A very dear friend of mine is going through this right now--her husband is in hospice, dying of cancer.
The phrase "There but for the grace of God" keeps going through my mind. I know, in my heart, that this is something we all may have to face some day. I pray for her, her family, and for a peaceful end for her husband.
As I get older, thoughts of my mortality--and those I love--are with me daily.
The problem is, I don't know how I would face this. Do ANY of us know, unless (and until) we are faced with the same circumstances? Anyone who says they haven't thought of this is either in denial or is lying.
I keep remembering something my Mom said to me, shortly before she died. She had been very sick, and I thought we would lose her at that point. We didn't--and later, when I told her this, she said "But honey--I wouldn't have KNOWN that I died."
Think about this. You have no conscious thought after death, so of course you are not aware that you have died.
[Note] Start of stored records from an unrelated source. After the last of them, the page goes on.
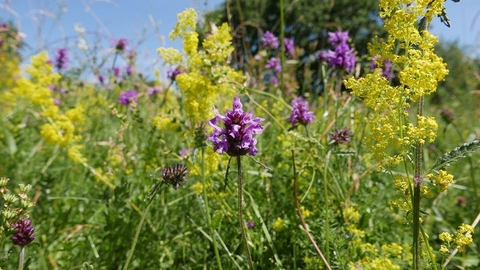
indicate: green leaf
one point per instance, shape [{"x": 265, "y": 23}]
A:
[
  {"x": 12, "y": 145},
  {"x": 454, "y": 155}
]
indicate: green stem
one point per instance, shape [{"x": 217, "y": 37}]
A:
[
  {"x": 472, "y": 170},
  {"x": 22, "y": 258},
  {"x": 240, "y": 217},
  {"x": 416, "y": 195},
  {"x": 327, "y": 216},
  {"x": 139, "y": 228},
  {"x": 300, "y": 215},
  {"x": 282, "y": 44},
  {"x": 207, "y": 212}
]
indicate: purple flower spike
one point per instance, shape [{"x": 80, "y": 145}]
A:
[
  {"x": 128, "y": 97},
  {"x": 61, "y": 59},
  {"x": 101, "y": 79},
  {"x": 337, "y": 38},
  {"x": 270, "y": 40},
  {"x": 340, "y": 136},
  {"x": 23, "y": 232},
  {"x": 342, "y": 56},
  {"x": 236, "y": 137},
  {"x": 274, "y": 64},
  {"x": 301, "y": 113}
]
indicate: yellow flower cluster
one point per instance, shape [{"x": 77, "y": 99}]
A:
[
  {"x": 59, "y": 128},
  {"x": 420, "y": 69},
  {"x": 462, "y": 237},
  {"x": 207, "y": 75}
]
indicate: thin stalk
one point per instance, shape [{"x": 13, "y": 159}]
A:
[
  {"x": 139, "y": 228},
  {"x": 207, "y": 212},
  {"x": 470, "y": 161},
  {"x": 240, "y": 214},
  {"x": 302, "y": 220},
  {"x": 416, "y": 195},
  {"x": 327, "y": 216},
  {"x": 282, "y": 44},
  {"x": 22, "y": 258}
]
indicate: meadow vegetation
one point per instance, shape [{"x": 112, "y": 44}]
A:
[{"x": 275, "y": 157}]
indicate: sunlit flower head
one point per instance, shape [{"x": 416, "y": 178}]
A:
[
  {"x": 340, "y": 136},
  {"x": 120, "y": 44},
  {"x": 174, "y": 175},
  {"x": 23, "y": 234},
  {"x": 274, "y": 64},
  {"x": 236, "y": 136},
  {"x": 270, "y": 40},
  {"x": 128, "y": 97},
  {"x": 289, "y": 46},
  {"x": 61, "y": 59}
]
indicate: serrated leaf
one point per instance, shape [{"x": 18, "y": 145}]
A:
[
  {"x": 452, "y": 156},
  {"x": 12, "y": 145}
]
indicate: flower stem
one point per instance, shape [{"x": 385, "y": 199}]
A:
[
  {"x": 282, "y": 43},
  {"x": 22, "y": 258},
  {"x": 416, "y": 195},
  {"x": 139, "y": 228},
  {"x": 240, "y": 217},
  {"x": 302, "y": 220},
  {"x": 207, "y": 212}
]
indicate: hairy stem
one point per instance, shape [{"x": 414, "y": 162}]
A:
[
  {"x": 416, "y": 195},
  {"x": 302, "y": 220},
  {"x": 207, "y": 212},
  {"x": 240, "y": 214},
  {"x": 21, "y": 258}
]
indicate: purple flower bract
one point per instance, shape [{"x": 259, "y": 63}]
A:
[
  {"x": 270, "y": 40},
  {"x": 301, "y": 114},
  {"x": 23, "y": 234},
  {"x": 128, "y": 97},
  {"x": 61, "y": 59},
  {"x": 236, "y": 136},
  {"x": 274, "y": 64}
]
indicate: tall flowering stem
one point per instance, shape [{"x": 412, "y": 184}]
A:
[
  {"x": 236, "y": 139},
  {"x": 302, "y": 220},
  {"x": 420, "y": 69}
]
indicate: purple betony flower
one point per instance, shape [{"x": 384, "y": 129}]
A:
[
  {"x": 270, "y": 40},
  {"x": 301, "y": 114},
  {"x": 274, "y": 64},
  {"x": 289, "y": 46},
  {"x": 128, "y": 97},
  {"x": 120, "y": 44},
  {"x": 61, "y": 59},
  {"x": 173, "y": 73},
  {"x": 129, "y": 70},
  {"x": 23, "y": 234},
  {"x": 236, "y": 136},
  {"x": 101, "y": 79},
  {"x": 340, "y": 136},
  {"x": 338, "y": 37},
  {"x": 342, "y": 56},
  {"x": 153, "y": 90}
]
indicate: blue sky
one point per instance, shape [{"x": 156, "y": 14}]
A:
[{"x": 50, "y": 23}]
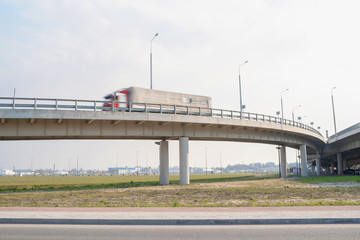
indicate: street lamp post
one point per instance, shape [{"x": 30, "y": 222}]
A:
[
  {"x": 241, "y": 106},
  {"x": 278, "y": 148},
  {"x": 206, "y": 160},
  {"x": 151, "y": 59},
  {"x": 332, "y": 101},
  {"x": 282, "y": 108},
  {"x": 293, "y": 112},
  {"x": 137, "y": 163}
]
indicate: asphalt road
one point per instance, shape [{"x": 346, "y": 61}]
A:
[{"x": 253, "y": 232}]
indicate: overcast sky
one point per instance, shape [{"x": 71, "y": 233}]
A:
[{"x": 86, "y": 49}]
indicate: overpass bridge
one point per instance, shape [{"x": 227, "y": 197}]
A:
[
  {"x": 45, "y": 119},
  {"x": 342, "y": 149}
]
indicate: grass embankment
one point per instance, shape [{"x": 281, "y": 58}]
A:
[
  {"x": 56, "y": 183},
  {"x": 209, "y": 191},
  {"x": 330, "y": 179}
]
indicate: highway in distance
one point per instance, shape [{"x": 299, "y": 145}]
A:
[{"x": 254, "y": 232}]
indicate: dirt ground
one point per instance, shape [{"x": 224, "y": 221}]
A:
[{"x": 270, "y": 192}]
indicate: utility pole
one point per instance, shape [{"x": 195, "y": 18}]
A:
[
  {"x": 206, "y": 160},
  {"x": 221, "y": 162}
]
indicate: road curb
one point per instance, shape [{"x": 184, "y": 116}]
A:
[{"x": 179, "y": 222}]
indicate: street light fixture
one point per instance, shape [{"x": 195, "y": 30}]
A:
[
  {"x": 278, "y": 148},
  {"x": 151, "y": 59},
  {"x": 137, "y": 163},
  {"x": 282, "y": 108},
  {"x": 332, "y": 100},
  {"x": 241, "y": 106}
]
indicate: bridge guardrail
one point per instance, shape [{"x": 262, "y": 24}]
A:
[
  {"x": 100, "y": 105},
  {"x": 349, "y": 129}
]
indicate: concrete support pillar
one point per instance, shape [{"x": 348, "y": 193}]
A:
[
  {"x": 184, "y": 160},
  {"x": 164, "y": 162},
  {"x": 318, "y": 167},
  {"x": 303, "y": 156},
  {"x": 345, "y": 166},
  {"x": 283, "y": 161},
  {"x": 339, "y": 163}
]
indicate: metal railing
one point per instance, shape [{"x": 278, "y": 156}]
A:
[
  {"x": 349, "y": 129},
  {"x": 101, "y": 105}
]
For some strange reason, her words have comforted me in the years since her passing. I also lost a very dear friend several years ago-more of a brother to me than my own family--and again, those words--"I wouldn't have known I died"......have been a comfort.
Life is short, we have all heard these words. We are leaves in a river, going where the current takes us, and always hoping we will end up some place good. It is not up to us, it is up to God.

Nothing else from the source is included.